RATING SENSITIVITIES

Positive: Future developments that could lead to positive rating action include:

- Stronger parental support;

- Long-term predictability of the regulatory framework after 2015;

- A more diversified and efficient asset base.

Negative: Future developments that could lead to negative rating action include:

- Weaker parental support, especially regarding short-term liquidity provision and refinancing backstop. Inability to refinance existing loans and to raise new debt to cover cash shortfall in 2016;

- FFO-adjusted gross leverage persistently higher than 2x and FFO interest coverage below 4x, for instance, due to a substantially above-inflation increase in coal price and/or tariffs materially lower than our forecasts;

- A substantial increase in coal price without a full pass-through to power price;

- Committing to capex without sufficient available funding, worsening overall liquidity position.

LIQUIDITY AND DEBT STRUCTURE

Fitch views Ekibastuz GRES-1's liquidity as weak but manageable. At end-9M15 Ekibastuz GRES-1 had cash and cash equivalents of KZT1.1bn vs. short-term debt of KZT35bn. Outstanding debt is represented by a KZT23bn loan from Sberbank (BBB-/Negative) and a KZT12bn loan from Halyk Bank of Kazakhstan (BB/Stable) carrying a 14% interest rate.

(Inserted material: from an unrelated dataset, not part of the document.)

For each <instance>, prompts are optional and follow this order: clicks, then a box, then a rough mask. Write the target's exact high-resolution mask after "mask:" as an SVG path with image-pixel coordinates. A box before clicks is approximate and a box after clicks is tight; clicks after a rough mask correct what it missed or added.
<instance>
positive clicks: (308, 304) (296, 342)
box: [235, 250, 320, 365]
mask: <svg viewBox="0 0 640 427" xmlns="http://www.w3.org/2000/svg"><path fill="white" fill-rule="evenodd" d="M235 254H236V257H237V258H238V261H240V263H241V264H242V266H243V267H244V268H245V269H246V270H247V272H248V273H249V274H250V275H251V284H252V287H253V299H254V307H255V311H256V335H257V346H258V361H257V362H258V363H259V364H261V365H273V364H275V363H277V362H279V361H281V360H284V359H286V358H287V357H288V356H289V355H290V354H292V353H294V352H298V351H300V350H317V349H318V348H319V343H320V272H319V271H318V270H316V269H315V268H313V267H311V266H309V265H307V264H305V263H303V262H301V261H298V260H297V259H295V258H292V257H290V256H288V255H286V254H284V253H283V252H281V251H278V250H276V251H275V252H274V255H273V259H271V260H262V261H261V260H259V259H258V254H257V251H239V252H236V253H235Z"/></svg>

All debt facilities are due in April-May 2016, creating refinancing risks for the company. Ekibastuz GRES-1 anticipates refinancing these loans with a bond issue or a loan. The parent has confirmed to Fitch its ability and willingness to provide liquidity to Ekibastuz GRES-1 on a timely basis for the subsidiary's debt maturities.

FULL LIST OF RATING ACTIONS

Long-term foreign currency IDR affirmed at 'BB+', Outlook Stable Long-term local currency IDR affirmed at 'BB+', Outlook Stable National Long-term Rating affirmed at 'AA-(kaz)', Outlook Stable Expected local currency senior unsecured rating on the proposed KZT20bn notes affirmed at 'BB+(EXP)' Expected National senior unsecured rating assigned on the proposed KZT20bn notes affirmed at 'AA-(kaz) (EXP)".